Ma proprio la «sproporzione, incredibile tra questo piccolo me e tutto il resto del mondo» è ciò che plasma lo sguardo del poeta Pasolini sulle cose e sulle persone, tanto amate e tanto irraggiungibili. I suoi occhi, intrisi di nostalgia, vedono più a fondo, oltre l’apparenza. «Vedo sempre le cose come un po’ miracolose», confessa a Biagi nell’intervista citata, «ho una visione, in maniera sempre informe, non confessionale, ma in un certo qual modo religiosa del mondo»; si tratta di «una sorta di venerazione che mi viene dall’infanzia, d’irresistibile bisogno di ammirare la natura e gli uomini, di riconoscere la profondità là dove altri scorgono soltanto l’apparenza esanime, meccanica, delle cose» (Pasolini rilegge Pasolini).

Da questo sguardo "religioso" sgorga il giudizio acuto, ma così carico di pietà, degli Scritti corsari. È Pasolini stesso a rivelarlo: «Per capire i cambiamenti della gente, bisogna amarla» (Scritti corsari, 1 febbraio 1975) e, saremmo tentati di aggiungere, fare i conti con quella «punta infuocata di lacrime» che incide il petto. Il "cuore" si ribella ai meccanismi apparentemente inarrestabili del Potere. È questo ciò che permette a Pasolini di avvertire la tragedia del consumismo non con il distacco dell’intellettuale, ma "sulla propria pelle".

«Come polli d’allevamento, gli italiani hanno subito assorbito la nuova ideologia irreligiosa e antisentimentale del potere», che corrompe i rapporti e genera violenza. Infatti, cosa rende attuabili in concreto le stragi politiche, dopo che sono state freddamente concepite? «È terribilmente ovvio: la mancanza del senso della sacralità della vita degli altri, e la fine di ogni sentimento nella propria».

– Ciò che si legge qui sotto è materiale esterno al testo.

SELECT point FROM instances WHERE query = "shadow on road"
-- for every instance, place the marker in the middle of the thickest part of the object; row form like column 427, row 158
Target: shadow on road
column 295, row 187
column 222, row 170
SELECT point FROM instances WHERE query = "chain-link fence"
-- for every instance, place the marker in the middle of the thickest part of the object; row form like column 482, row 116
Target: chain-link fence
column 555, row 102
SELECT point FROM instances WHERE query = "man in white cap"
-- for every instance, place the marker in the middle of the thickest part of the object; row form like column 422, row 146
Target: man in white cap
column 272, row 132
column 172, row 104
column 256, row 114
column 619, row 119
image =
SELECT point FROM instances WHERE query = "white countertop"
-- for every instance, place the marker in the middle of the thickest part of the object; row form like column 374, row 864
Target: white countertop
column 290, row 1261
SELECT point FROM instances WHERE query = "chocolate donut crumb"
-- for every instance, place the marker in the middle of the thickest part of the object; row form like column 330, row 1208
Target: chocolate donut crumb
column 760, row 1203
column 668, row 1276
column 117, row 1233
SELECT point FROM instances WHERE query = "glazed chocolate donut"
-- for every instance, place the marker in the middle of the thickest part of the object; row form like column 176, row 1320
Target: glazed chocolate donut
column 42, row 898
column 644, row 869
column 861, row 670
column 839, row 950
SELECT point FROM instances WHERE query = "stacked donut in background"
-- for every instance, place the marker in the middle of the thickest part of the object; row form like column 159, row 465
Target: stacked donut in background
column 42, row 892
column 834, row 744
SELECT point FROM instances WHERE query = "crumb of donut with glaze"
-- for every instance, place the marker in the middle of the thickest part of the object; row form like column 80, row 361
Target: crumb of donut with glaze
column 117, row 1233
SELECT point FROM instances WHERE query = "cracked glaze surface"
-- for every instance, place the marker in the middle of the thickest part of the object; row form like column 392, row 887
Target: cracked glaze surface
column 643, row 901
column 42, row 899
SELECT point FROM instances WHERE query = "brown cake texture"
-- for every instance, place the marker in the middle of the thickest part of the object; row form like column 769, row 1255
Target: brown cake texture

E cosa spiega il fenomeno della nuova criminalità di cui sono piene le cronache dei giornali? «È ancora terribilmente ovvio: il considerare la vita degli altri un nulla e il proprio cuore nient’altro che un muscolo». Per questo, conclude Pasolini, «penso che – senza venire meno alla nostra tradizione mentale umanistica e razionalistica – non bisogna aver più paura – come giustamente un tempo – di non screditare abbastanza il sacro o di avere un cuore» (Scritti corsari, 1 marzo 1975).